緊急昇格の荒木が打って走ってアピール
「WBC強化試合、阪神2‐3WBCキューバ代表」(27日、京セラ)
キューバに逆転負けを喫した中、虎の新星がキラリと輝いた。故障離脱した上本に代わって、3年目の荒木郁也内野手(24)が緊急昇格。「1番・二塁」で先発出場し、俊足を生かした内野安打を含む2安打1盗塁と結果を出した。猛アピールした若虎に、和田豊監督(50)も高評価を与えた。
「1番セカンド荒木」。名前をコールされると全力疾走で二塁の守備位置に向かった。ケガで離脱した上本の代役で1軍に緊急合流した3年目の荒木が、持ち味の“足”で魅せた。
「とりあえず思い切って、しっかりやることをやろうと思いました」。5打数2安打1盗塁の結果にも、表情を崩すことはなかった。
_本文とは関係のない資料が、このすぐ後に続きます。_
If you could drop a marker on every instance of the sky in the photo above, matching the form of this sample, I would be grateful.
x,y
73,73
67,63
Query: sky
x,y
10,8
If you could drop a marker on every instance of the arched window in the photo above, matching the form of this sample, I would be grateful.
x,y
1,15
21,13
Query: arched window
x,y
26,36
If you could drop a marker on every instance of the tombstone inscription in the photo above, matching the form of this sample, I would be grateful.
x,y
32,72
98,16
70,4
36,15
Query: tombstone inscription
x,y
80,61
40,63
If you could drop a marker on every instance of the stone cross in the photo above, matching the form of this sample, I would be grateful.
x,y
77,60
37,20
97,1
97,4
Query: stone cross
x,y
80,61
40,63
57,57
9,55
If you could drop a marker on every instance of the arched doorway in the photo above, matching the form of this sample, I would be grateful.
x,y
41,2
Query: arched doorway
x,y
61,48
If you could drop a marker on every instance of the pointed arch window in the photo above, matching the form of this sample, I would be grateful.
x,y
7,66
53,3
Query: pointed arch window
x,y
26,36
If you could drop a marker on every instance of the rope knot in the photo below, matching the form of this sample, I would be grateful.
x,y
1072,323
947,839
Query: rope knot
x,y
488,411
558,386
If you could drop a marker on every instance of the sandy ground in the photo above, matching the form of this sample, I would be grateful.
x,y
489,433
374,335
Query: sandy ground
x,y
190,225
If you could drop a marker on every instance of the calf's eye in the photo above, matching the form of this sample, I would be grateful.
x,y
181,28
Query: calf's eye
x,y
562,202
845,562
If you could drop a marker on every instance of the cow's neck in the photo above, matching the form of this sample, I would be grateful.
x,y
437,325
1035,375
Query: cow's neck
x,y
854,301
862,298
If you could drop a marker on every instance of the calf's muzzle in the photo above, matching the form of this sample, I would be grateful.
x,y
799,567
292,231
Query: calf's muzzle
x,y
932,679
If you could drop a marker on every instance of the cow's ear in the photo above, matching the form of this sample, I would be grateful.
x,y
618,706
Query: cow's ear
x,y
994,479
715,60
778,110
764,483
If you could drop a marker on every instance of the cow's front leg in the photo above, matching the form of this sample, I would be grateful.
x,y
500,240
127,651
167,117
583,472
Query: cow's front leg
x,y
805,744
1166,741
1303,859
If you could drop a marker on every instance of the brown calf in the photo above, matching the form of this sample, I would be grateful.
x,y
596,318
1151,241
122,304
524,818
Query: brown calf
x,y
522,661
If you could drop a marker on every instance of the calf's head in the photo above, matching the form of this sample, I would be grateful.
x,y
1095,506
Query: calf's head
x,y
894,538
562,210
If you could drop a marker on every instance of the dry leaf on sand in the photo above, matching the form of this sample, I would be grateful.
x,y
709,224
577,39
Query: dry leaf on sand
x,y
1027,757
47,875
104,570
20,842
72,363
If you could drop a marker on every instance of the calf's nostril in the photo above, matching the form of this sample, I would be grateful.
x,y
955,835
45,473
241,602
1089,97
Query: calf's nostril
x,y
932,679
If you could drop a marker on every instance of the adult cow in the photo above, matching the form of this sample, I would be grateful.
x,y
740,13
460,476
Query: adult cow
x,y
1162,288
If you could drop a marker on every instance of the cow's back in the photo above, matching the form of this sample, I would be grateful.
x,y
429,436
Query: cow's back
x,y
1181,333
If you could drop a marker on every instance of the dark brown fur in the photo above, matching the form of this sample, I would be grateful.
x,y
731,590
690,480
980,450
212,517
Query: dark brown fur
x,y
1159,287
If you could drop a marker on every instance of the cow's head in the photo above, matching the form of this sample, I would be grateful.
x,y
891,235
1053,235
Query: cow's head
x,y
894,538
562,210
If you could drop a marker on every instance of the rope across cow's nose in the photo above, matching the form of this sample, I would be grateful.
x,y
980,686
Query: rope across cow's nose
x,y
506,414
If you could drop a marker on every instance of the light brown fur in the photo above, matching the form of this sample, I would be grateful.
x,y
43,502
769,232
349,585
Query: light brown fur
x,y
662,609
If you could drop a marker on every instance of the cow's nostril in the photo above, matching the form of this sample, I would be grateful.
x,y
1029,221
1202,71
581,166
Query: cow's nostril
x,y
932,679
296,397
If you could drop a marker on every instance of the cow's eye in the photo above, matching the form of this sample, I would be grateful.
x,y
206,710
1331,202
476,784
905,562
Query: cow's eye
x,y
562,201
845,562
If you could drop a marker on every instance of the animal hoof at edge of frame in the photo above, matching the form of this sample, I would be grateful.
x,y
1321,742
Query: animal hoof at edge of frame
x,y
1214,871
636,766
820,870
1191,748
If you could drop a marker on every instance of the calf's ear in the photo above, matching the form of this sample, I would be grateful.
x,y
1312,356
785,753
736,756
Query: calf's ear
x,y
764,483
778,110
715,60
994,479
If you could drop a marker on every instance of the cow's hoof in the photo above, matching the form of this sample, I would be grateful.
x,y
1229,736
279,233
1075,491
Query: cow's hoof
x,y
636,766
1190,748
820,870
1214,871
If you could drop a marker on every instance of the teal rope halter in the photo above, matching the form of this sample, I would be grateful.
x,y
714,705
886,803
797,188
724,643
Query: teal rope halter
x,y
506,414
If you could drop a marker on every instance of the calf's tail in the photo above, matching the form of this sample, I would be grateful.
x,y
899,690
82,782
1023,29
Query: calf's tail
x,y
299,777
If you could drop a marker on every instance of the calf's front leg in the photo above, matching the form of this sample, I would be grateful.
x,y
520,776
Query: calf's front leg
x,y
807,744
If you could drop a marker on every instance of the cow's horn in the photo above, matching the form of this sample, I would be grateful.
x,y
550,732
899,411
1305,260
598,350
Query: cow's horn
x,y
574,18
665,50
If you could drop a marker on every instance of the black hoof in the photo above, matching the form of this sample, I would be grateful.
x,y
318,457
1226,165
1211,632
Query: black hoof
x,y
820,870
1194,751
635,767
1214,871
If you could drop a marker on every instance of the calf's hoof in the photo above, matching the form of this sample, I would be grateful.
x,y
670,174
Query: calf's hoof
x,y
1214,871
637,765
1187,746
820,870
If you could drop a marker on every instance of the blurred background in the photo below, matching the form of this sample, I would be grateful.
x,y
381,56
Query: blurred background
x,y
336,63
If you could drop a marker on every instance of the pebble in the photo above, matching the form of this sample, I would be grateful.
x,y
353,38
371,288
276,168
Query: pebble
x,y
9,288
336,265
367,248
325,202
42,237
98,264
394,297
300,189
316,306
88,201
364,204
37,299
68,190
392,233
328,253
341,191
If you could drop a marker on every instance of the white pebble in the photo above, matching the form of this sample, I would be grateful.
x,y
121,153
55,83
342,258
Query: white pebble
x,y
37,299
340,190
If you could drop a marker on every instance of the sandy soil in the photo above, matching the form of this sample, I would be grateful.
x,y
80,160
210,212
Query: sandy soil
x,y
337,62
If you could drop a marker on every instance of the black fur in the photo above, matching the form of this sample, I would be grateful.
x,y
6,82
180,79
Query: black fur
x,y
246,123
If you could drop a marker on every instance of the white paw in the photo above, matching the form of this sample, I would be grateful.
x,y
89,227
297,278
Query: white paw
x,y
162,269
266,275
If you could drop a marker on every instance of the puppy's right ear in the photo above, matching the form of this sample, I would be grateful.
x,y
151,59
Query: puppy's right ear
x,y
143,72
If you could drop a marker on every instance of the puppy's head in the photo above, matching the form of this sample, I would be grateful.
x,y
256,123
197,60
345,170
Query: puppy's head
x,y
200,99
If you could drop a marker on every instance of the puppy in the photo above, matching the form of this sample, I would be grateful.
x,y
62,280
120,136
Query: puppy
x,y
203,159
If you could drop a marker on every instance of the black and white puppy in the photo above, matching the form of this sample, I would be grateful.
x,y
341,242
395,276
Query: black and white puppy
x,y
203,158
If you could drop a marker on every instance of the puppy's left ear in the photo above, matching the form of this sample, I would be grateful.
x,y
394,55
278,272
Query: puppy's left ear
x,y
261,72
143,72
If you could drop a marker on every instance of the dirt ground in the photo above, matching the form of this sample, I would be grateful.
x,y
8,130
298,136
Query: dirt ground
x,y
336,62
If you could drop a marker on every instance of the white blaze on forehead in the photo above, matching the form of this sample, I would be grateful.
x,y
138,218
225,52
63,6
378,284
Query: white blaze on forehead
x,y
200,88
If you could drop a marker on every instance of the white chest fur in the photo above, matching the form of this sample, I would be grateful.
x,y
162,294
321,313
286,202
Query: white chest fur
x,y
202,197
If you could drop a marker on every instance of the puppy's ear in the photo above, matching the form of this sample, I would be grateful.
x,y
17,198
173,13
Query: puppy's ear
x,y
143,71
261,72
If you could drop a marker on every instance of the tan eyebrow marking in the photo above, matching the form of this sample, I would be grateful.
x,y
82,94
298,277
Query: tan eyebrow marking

初回だ。外角146キロ直球を中前へはじき返して出塁。続く大和の打席で2球目にスタートを切り二塁を陥れた。
さらに無死一塁で迎えた五回は犠打の構えから2球ストライクを見送り追い込まれたが、次の球を右方向へ叩きつけて二塁内野安打をマーク。「出たときに何とか頑張れるようにやっていきます」と気迫で好機を拡大した。二塁の守備でも必死に声を張り上げた。
この姿に和田監督も高い評価を与えた。「いつくるか分からないチャンスに、しっかり準備してくれたことが今日に出た。こういう機会が増えてくるかな」とうなずいた。
1軍に合流するのは約1年ぶり。昨年は開幕前に降格するとシーズン中は1度も1軍に昇格することができなかった。だが2軍でも腐ることはなかった。9時から始まる練習の前には、誰よりも早くトレーニングルームに姿を見せ入念にストレッチを繰り返した。いつ1軍に呼ばれてもいいようにコンディションは整えていた。
大卒3年目。今季もスタートは2軍安芸キャンプだったが、上本のケガで突如巡ってきた1軍舞台。「上を目指してやります」と前を向いた荒木。甘いマスクと裏腹にプレーは泥くさい。俊足巧打で猛アピールした。